Key Takeaways: Facing and Overcoming Fear

  • Fear alerts you to danger but often exaggerates the real risks.
  • Fear limits you through avoidance and heightened anxiety.
  • Identify specific fears and rank them to create a gradual exposure plan.
  • Take small steps to face mild fears first and work up to bigger ones.
  • Anxiety is normal when facing fears. Allow it and stay focused on goals.
  • Renew your mind by correcting distorted fearful thoughts with God’s truth.
  • With God’s help, you can courageously turn and confront what you fear.


We all feel fear at times. But with God’s help, you don’t have to let fear rule your life and determine your limits.

As you prayerfully and intentionally face your fears, you’ll find increasing freedom from fear’s control over you.

With the courage that comes from God, you can boldly step past previous restraints into the life he intends for you.

What fear will you start facing today?

Frequently Asked Questions About Fear and Anxiety

Q. How can I tell if my fear is irrational?

A. Examine if your fear level matches the actual likelihood and severity of the perceived danger.

Ask others if they see the situation similarly. Irrational fears are extremely disproportionate.

Q. What if I have panic attacks when facing my fears?

A. Get medical advice to ensure panic attacks aren’t linked to other health issues. Using relaxation skills can help calm attacks.

Work very gradually toward fearful situations as you are able.
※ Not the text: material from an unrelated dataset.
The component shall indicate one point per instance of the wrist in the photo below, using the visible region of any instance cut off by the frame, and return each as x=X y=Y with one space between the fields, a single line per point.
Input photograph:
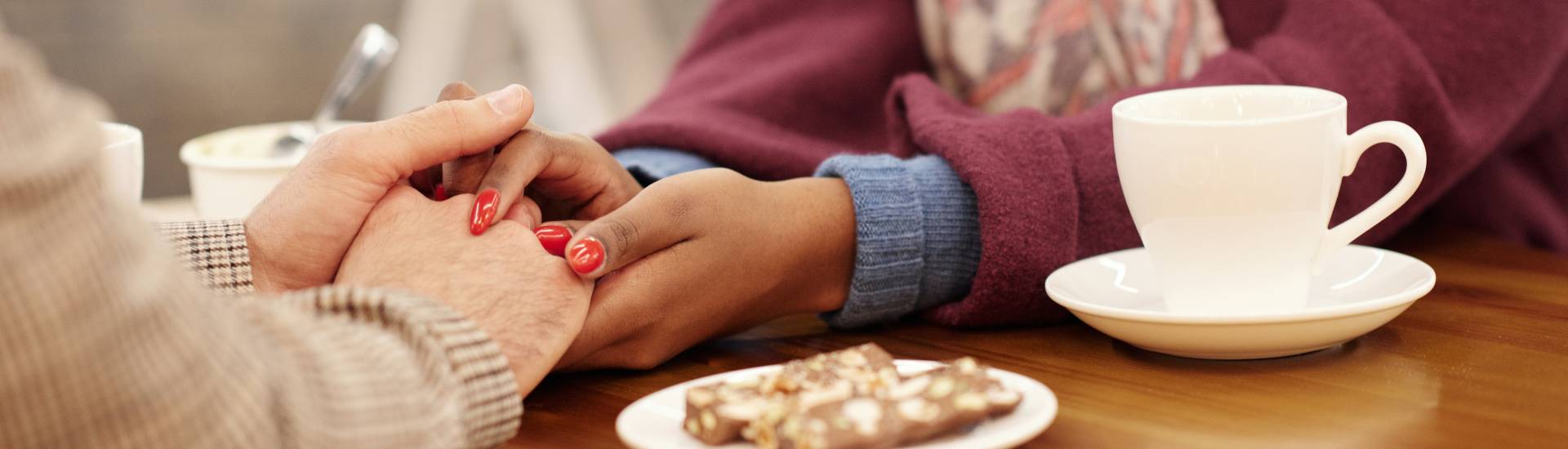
x=267 y=272
x=826 y=219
Seek counseling support.

Q. What if I fail or panic when trying to face a fear?

A. Failing just means you tried something difficult. It’s not failure, but valuable learning about where you still need growth.

Drop any shame, adjust your approach, and keep working at your own pace. Progress happens over time.

Q. How do I motivate myself to keep facing fears?

A. Connect deeply with your core values and aspirations for life. Let them drive you forward, not the fear holding you back.

Pursue a purpose bigger than your fears. Envision the joy and freedom on the other side.

Q. How can I face my fears when I’m already stressed and overwhelmed?

A. Practice extra self-care and stress management. Tackle other priorities first to create more mental bandwidth.

Add coping tools to your toolbox. Move very slowly into fearful situations when energies are depleted. Seek support.